Le gouvernement annonce la poursuite de France ruralités "à moyens constants"

Le Premier ministre était dans les Vosges, ce vendredi 20 juin, pour présider avec sept de ses ministres un comité interministériel aux ruralités (CIR). L'occasion de dresser le bilan du plan France ruralités lancé en 2023, qui arrive à mi-parcours, et "d'amplifier" les mesures les plus prometteuses. Le tout "à moyens constants", situation budgétaire oblige.

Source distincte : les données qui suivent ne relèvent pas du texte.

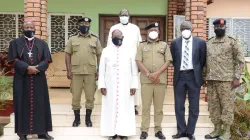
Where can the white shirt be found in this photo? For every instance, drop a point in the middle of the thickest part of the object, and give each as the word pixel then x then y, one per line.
pixel 190 57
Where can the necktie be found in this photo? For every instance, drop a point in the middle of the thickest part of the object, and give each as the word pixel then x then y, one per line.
pixel 186 55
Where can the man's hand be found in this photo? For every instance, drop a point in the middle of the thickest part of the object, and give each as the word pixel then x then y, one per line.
pixel 32 70
pixel 236 83
pixel 154 76
pixel 156 81
pixel 104 91
pixel 96 76
pixel 132 91
pixel 69 75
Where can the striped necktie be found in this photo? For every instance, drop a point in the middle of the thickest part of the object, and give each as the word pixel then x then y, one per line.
pixel 186 55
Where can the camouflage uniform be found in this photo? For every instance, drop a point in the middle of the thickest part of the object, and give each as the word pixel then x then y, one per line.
pixel 224 63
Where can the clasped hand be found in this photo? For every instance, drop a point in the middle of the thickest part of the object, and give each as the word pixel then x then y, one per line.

A quelques mois des élections municipales, le gouvernement était en force ce vendredi 20 juin à Mirecourt dans les Vosges sur le thème de la ruralité. Le Premier ministre François Bayrou y a réuni, dans l’enceinte du lycée agricole, un comité interministériel aux ruralités (ce n’était pas arrivé depuis 2021), entouré de sept de ses ministres. L’occasion de dresser un bilan du plan France ruralités qui, lancé en 2023 par Elisabeth Borne, arrive à mi-parcours. Et "d’amplifier" les mesures les plus prometteuses dans une période de disette budgétaire. "Nous savons sélectionner les priorités. Je ne dis pas qu’il n’y aura pas d’adaptation", a concédé le chef du gouvernement lors d’une conférence de presse, sans plus de précisions sur les financements. "Il n’est plus temps d’injecter de l’argent nouveau sur des dispositifs dont on n’a pas l’assurance qu’ils fonctionnent", expliquait la veille son entourage. Il s’agit au contraire, "à moyens constants, de cibler et faire perdurer tous les dispositifs qui fonctionnent".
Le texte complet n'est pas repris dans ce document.